Recent acquisitions have substantially added to the Chinese Political Poster / Prints collection.

34 nianhua (Chinese New Year ) prints from the 1949-1952 period present new but related images. This will remain a ‘work-in-progress’ since with the prints also came a small but interesting selection of related books from the period but published in Eastern Europe. The prints are on-line now but in several instances details are still to be provided regarding their makers and titles.

These books include a number on the cartoons produced in China during the Mao period, an important but less well-known aspect of Chinese art at the period.

To expand the coverage of that period further, we draw your attention to a small collection of photographs we took whilst attending the Guangzhou Trade Fair in April 1977. Mao Zedong had died just 7 months before and the country was still in a state of confusion.

The damning of the ‘Gang of Four’ was well underway and the posters pasted on the walls or in display cabinets left little doubt as to the anger there was in China towards this quartet. These hand-drawn posters reveal much but very few have made it to print and even less into books.

We took over 100 photographs of these posters, as well pictures of street and other scenes in the city. They were taken with an element of risk to our personal safety, since on several occasions we had to flee to avoid receiving a thrashing.

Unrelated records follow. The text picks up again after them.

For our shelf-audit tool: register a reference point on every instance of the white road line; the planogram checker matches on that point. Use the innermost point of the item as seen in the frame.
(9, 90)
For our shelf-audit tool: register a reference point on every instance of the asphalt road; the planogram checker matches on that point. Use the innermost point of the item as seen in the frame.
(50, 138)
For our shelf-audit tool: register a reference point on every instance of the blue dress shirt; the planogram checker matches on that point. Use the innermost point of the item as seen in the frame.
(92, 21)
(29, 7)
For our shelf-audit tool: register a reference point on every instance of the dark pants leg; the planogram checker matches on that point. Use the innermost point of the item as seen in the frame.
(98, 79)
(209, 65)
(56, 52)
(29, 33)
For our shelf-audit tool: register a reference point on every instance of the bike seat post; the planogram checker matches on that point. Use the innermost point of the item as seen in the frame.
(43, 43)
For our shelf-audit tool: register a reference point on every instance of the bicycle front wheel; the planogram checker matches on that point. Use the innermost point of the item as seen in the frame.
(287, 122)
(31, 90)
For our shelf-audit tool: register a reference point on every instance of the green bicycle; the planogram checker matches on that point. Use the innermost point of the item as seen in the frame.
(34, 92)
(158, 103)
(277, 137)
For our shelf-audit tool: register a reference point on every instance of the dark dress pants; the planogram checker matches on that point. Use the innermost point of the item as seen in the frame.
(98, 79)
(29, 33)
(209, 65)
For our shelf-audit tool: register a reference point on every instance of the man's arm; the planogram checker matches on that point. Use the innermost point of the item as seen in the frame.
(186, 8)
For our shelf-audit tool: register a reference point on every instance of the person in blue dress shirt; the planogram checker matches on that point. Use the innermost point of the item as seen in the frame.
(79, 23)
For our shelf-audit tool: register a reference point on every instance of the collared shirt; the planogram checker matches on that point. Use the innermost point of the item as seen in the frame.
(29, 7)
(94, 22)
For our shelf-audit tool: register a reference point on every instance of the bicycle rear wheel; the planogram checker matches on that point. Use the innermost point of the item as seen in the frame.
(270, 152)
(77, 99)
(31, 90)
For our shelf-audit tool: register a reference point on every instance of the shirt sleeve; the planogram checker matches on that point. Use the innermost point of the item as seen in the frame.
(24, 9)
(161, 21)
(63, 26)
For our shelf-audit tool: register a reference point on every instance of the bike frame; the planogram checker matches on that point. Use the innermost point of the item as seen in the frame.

The most gratifying aspect of presenting the nianhua prints and aspects of the Chinese Offerings collection is that in many ways they are very similar in use and production by much the same people with only the time and location being different.

Most literature on the origin of the nianhua prints refers to door and kitchen gods found in family homes . Little is mentioned about the prints used in temple festivals though they were similarly produced.